Social media, always eager to seize upon the latest barbecue controversy, has been breathless ever since. Conflating grilling with barbecue in North Carolina appears to have opened Cunningham up to a political spit-roasting.
“Sir. Respectfully, unless there is a hog hiding in that gas grill, the only BBQ in this photo is written on your apron,” tweeted Associated Press political reporter Meg Kinnard, with the hashtag “blasphemy.”
“Nothing like vinegar based hot dogs on a warm North Carolina evening,” read one tweet.
Grilling, beloved though it is in North Carolina, is not barbecue. One is searing over a hot flame until crispy and charred, the other is a low and slow lullaby, gently smoking pork while a sizzling symphony of fat drips on hot wood coals for hours and hours. You can love whole hog, you can love Lexington pork shoulders, but in North Carolina one can never confuse grilling and barbecue.
‘Self-respecting son of Lexington’
The News & Observer reached out to the Cunningham campaign to clarify his barbecue stance. Cunningham copped to hamburgers and hot dogs on the grill in the photo, but was unequivocal on the state’s most famous food, saying he would never call grilling barbecue.
“No self-respecting son of Lexington would ever do that,” Cunningham said Tuesday in a phone interview, saying he was only modeling a new campaign apron with “Ambassador for North Carolina BBQ” written on it.
Cunningham, a Lexington native, defended his barbecue credentials and took the uproar in stride, rattling off his Lexington favorites, the Bar-B-Q Center followed closely by Lexington Barbecue and his 1982 whole hog introduction via Wilber’s in Goldsboro. He said he loves and respects both North Carolina styles, but will always pick the pork shoulder and tomato-based Lexington style he’s known all his life.

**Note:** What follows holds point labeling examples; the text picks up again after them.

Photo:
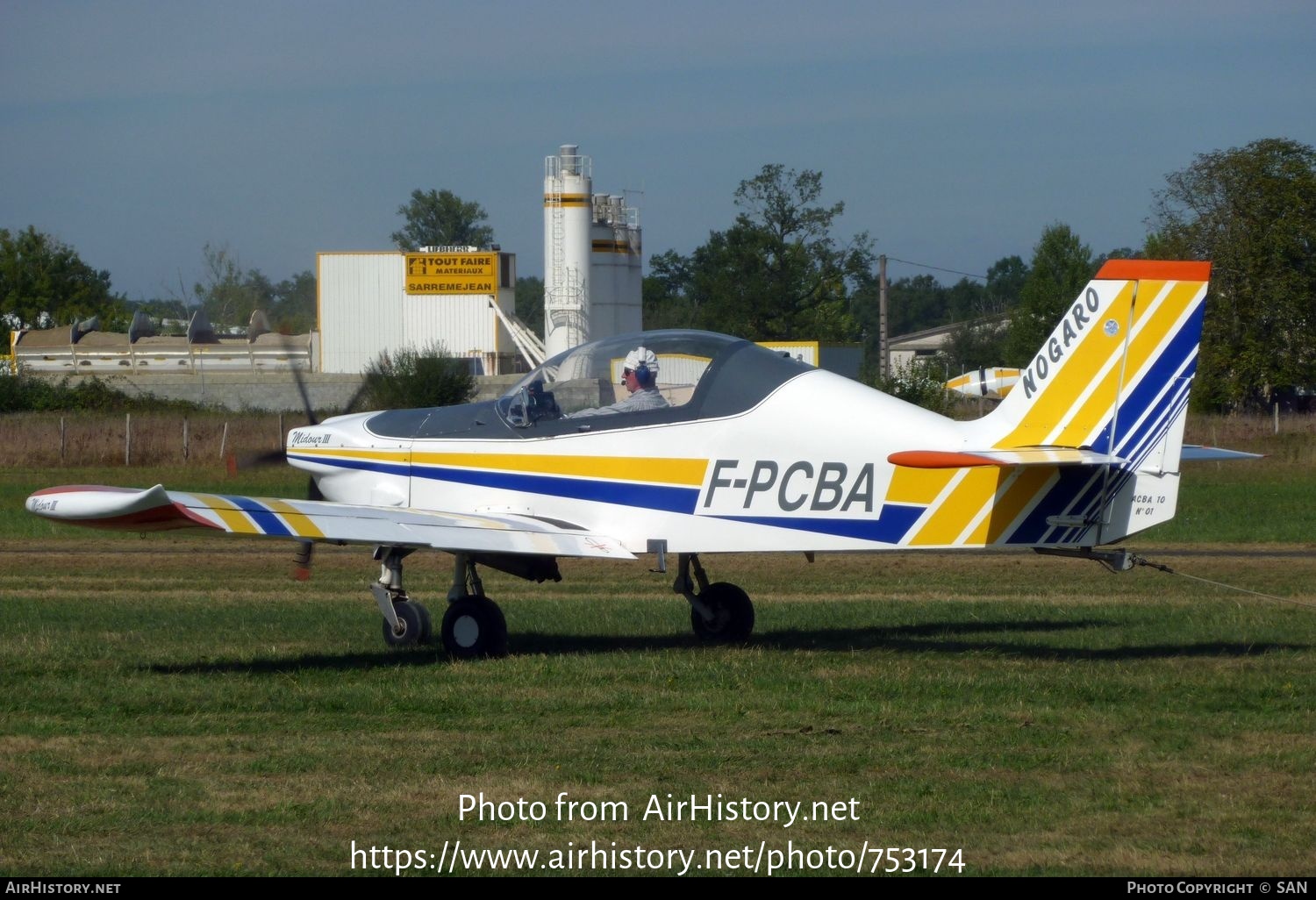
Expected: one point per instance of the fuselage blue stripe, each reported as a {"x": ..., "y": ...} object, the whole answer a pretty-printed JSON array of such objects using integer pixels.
[
  {"x": 647, "y": 496},
  {"x": 890, "y": 526}
]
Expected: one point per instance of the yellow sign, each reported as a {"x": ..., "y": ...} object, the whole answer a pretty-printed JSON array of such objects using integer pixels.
[{"x": 452, "y": 273}]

“I’ve probably been eating Lexington barbecue since before I had teeth,” Cunningham said. “Barbecue is a deep part of our culture. ... North Carolina barbecue is something I love very much.”
Republican state representative Steve Jarvis issued a statement calling on Cunningham to apologize for saying grilling was barbecue. Jarvis represents Davidson County, home of Lexington.
The North Carolina GOP also issued a statement, calling the tweet a scandal.
“In North Carolina, we have Eastern BBQ and Western BBQ but neither involves a spatula, hot dog buns or gas grills,” said NCGOP Chairman Michael Whatley in a party press release. “Cunningham is an elitist trial lawyer, and this BBQ gaffe demonstrates that he is out of touch with North Carolina voters who actually know what North Carolina BBQ is.”
Thom Tillis and a barbecue tweet
But Republicans might not want to seize too strongly on this supposed gaffe, as Twitter has also resurfaced a 2014 tweet from Republican Senator Thom Tillis, which appears to also mix up grilling and barbecue.
“Nothing like a good snow storm for a backyard BBQ. Surf n turf: cedar plank salmon and tenderloin steaks,” Tillis tweeted in February 2014, using the hashtags “foodie” and “whole30,” referring to the Whole 30 diet.
This is far from the first North Carolina barbecue controversy and doubtful to be the last, but it’s certainly not the worst. That dubious honor falls to Rufus Edmisten, who while campaigning for governor in 1982 referred to barbecue as “that damnable stuff” and said he was sick and tired of it.
Edmisten went on to lose that election.